Why one-half? Well, notice that if in fact the mutation that produced the b
allele had instead produced an a allele,
so that the site had only two alleles, with frequencies 7 and 3.
Then, we would have added 0.5 to AFS[3] twice.
(sec_stats_notes_trait)=
{meth}~TreeSequence.trait_covariance, {meth}~TreeSequence.trait_correlation, and
{meth}~TreeSequence.trait_linear_model compute correlations and covariances of traits
(i.e., an arbitrary vector) with allelic state, possibly in the context of a multivariate
linear model with other covariates (as in GWAS).
(sec_stats_notes_f)=
{meth}~TreeSequence.f4, {meth}~TreeSequence.f3, and {meth}~TreeSequence.f2
are the f statistics (also called F statistics) introduced in
Reich et al (2009).
See the documentation (link below) for the definition,
and Peter (2016) for readable
discussion of their use.
(sec_stats_notes_y)=
{meth}~TreeSequence.Y3 and {meth}~TreeSequence.Y2 are the Y statistics introduced
by Ashander et al (2018)
as a three-sample intermediate between diversity/divergence (which are
pairwise) and Patterson's f statistics (which are four-way).
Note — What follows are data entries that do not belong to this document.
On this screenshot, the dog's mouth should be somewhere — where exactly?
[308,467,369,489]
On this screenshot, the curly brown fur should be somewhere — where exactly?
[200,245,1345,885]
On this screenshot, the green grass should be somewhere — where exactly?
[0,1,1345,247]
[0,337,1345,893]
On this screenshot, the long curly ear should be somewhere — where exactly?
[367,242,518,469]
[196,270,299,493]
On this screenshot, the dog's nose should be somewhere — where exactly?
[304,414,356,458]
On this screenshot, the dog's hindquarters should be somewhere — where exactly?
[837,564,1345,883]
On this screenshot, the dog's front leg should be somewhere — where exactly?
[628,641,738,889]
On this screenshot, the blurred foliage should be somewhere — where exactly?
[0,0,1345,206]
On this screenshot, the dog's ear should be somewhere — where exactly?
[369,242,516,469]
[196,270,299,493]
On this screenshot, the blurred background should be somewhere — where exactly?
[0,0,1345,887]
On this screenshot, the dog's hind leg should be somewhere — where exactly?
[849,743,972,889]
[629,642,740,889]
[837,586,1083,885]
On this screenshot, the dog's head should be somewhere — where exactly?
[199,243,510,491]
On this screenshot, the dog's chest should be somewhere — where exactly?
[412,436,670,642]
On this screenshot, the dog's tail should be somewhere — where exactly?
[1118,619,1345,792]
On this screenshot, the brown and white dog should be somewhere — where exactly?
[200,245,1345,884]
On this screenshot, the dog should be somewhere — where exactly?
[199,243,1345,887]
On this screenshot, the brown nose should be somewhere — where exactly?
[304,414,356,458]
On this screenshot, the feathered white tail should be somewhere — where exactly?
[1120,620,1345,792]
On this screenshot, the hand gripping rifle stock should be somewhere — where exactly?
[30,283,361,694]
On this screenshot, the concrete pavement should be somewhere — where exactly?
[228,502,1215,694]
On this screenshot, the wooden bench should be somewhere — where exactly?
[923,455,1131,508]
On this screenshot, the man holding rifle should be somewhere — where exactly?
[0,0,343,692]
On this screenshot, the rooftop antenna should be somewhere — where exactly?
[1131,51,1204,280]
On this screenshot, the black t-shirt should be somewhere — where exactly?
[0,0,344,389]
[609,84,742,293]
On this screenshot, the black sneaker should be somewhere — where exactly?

(sec_stats_notes_derived)=
Most statistics have the property that mode="branch" and
mode="site" are "dual" in the sense that they are equal, on average, under
a high neutral mutation rate. {meth}~TreeSequence.Fst and {meth}~TreeSequence.Tajimas_D
do not have this property (since both are ratios of statistics that do have this property).
(sec_stats_notes_gnn)=
The {meth}~TreeSequence.genealogical_nearest_neighbours statistic is not based on branch
lengths, but on topologies. therefore it currently has a slightly different interface to
the other single site statistics. This may be revised in the future.